Je pouvais ainsi passer la matinée en bas à discuter de la science prolétarienne et les après-midi en haut à pratiquer un savoir aristocratique. Je vivais à l'aise dans ces deux univers parallèles et je ne me sentais pas le moins du monde en contradiction. Je croyais moi aussi qu'une société d'égaux s'apprêtait à faire son entrée, mais je me disais que dans cette société, les trains devraient marcher (mieux qu'avant), par exemple, et les sans-culottes qui m'entouraient étaient bien loin d'apprendre à doser le charbon dans la chaudière, à actionner les aiguillages, à établir un horaire des chemins de fer. Il fallait bien que quelqu'un se tînt prêt pour les trains.

Non sans quelque remords, je me sentais comme un Staline qui rit dans ses moustaches et pense : « Faites, faites donc, pauvres bolcheviques, moi, pendant ce temps, j'étudie au séminaire de Tiflis et puis je me chargerai moi d'établir le plan quinquennal. »

Sans doute parce que je vivais le matin dans l'enthousiasme, l'après-midi j'identifiais le savoir avec la méfiance.

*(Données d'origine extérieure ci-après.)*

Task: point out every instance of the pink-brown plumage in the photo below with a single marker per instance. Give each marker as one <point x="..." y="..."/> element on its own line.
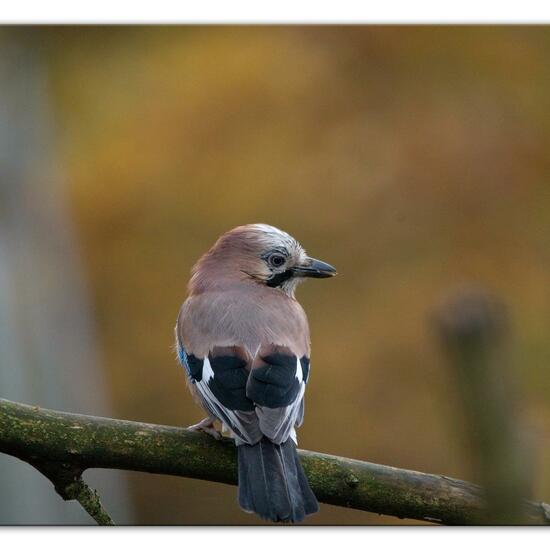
<point x="244" y="341"/>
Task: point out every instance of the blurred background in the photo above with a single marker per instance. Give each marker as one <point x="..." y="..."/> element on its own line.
<point x="412" y="158"/>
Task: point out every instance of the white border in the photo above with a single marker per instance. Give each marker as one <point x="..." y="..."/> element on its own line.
<point x="281" y="11"/>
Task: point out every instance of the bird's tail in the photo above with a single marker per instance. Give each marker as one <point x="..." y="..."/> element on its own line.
<point x="272" y="482"/>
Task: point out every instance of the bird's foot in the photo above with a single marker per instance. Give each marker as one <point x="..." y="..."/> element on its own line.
<point x="207" y="426"/>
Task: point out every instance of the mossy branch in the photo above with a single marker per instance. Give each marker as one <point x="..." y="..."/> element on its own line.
<point x="74" y="443"/>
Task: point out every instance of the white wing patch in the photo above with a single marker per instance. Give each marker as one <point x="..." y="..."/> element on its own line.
<point x="242" y="424"/>
<point x="279" y="424"/>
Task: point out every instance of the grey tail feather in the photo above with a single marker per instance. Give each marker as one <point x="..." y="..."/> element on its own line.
<point x="272" y="482"/>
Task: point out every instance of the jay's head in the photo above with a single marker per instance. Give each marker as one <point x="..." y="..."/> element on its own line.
<point x="260" y="254"/>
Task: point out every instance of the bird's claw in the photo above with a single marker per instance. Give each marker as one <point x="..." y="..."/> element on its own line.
<point x="206" y="426"/>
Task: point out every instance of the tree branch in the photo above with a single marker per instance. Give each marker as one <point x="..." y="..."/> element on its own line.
<point x="41" y="436"/>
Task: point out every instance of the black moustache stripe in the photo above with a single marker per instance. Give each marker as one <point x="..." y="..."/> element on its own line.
<point x="279" y="278"/>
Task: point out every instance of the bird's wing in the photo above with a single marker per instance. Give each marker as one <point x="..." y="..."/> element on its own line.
<point x="220" y="383"/>
<point x="252" y="396"/>
<point x="276" y="386"/>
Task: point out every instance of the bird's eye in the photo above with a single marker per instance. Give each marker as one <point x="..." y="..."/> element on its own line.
<point x="276" y="260"/>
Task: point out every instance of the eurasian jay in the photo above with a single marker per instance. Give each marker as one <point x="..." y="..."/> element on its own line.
<point x="243" y="340"/>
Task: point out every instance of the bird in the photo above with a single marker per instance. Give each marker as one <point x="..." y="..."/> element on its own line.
<point x="243" y="340"/>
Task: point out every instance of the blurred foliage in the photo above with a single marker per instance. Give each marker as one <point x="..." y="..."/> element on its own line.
<point x="412" y="158"/>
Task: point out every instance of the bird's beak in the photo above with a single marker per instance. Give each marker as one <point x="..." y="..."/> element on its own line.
<point x="314" y="268"/>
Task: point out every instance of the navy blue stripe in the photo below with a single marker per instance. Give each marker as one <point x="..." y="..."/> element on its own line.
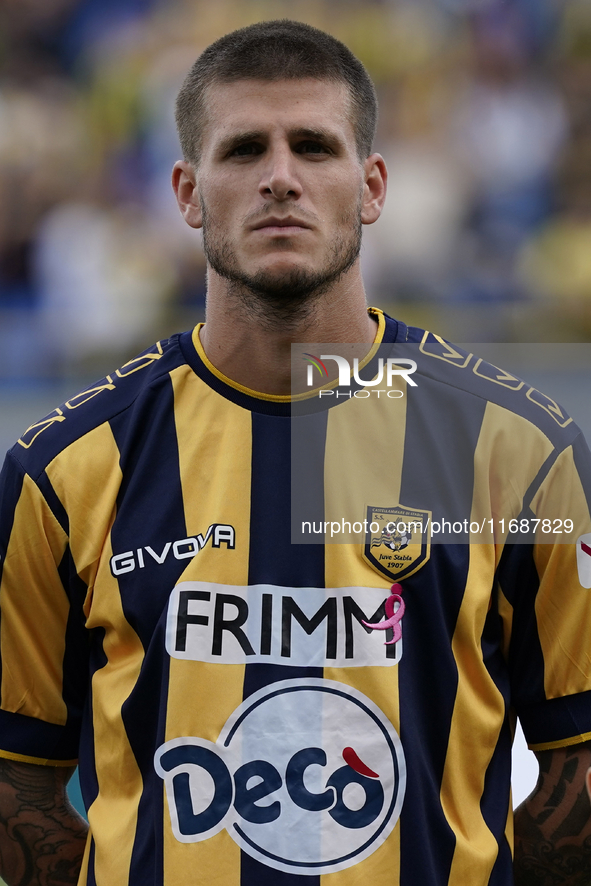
<point x="582" y="459"/>
<point x="75" y="666"/>
<point x="394" y="331"/>
<point x="274" y="560"/>
<point x="519" y="581"/>
<point x="87" y="763"/>
<point x="91" y="877"/>
<point x="50" y="496"/>
<point x="442" y="430"/>
<point x="11" y="484"/>
<point x="557" y="718"/>
<point x="150" y="513"/>
<point x="494" y="803"/>
<point x="35" y="738"/>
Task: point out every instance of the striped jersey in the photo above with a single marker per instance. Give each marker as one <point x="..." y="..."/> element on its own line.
<point x="250" y="706"/>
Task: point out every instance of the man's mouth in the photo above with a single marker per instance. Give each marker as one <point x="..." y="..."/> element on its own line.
<point x="285" y="226"/>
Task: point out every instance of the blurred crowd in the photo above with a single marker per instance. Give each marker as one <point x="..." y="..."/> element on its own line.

Ainsi voulus-je étudier quelque chose qui me permît de dire ce qu'on pouvait affirmer en se fondant sur des documents, pour le distinguer de ce qui demeurait matière de foi.

Pour des raisons quasi fortuites, je m'agrégeai à un séminaire d'histoire médiévale et choisis une thèse sur le procès des Templiers. L'histoire des Templiers m'avait fasciné, dès l'instant où j'avais jeté un œil sur les premiers documents. A cette époque où on luttait contre le pouvoir, m'indignait généreusement l'histoire du procès, qu'il est indulgent de dire fondé sur des présomptions, au bout duquel on avait envoyé les Templiers au bûcher. Mais je ne fus pas long à découvrir que, depuis le temps où ils avaient été envoyés au bûcher, une foule de chasseurs de mystères avait cherché à les retrouver partout, et sans jamais produire la moindre preuve. Ce gaspillage visionnaire irritait mon incrédulité, et je décidai de ne pas perdre mon temps avec les chasseurs de mystères, et de m'en tenir strictement aux sources de l'époque. Les Templiers étaient un ordre de moines-chevaliers, qui existait en tant qu'il était reconnu par l'Eglise. Si l'Église avait dissous l'ordre, et l'avait fait il y a sept siècles de cela, les Templiers ne pouvaient plus exister, et s'ils existaient, ce n'étaient pas des Templiers. Ainsi avais-je mis en fiches au moins cent livres, mais à la fin je n'en lus qu'une trentaine.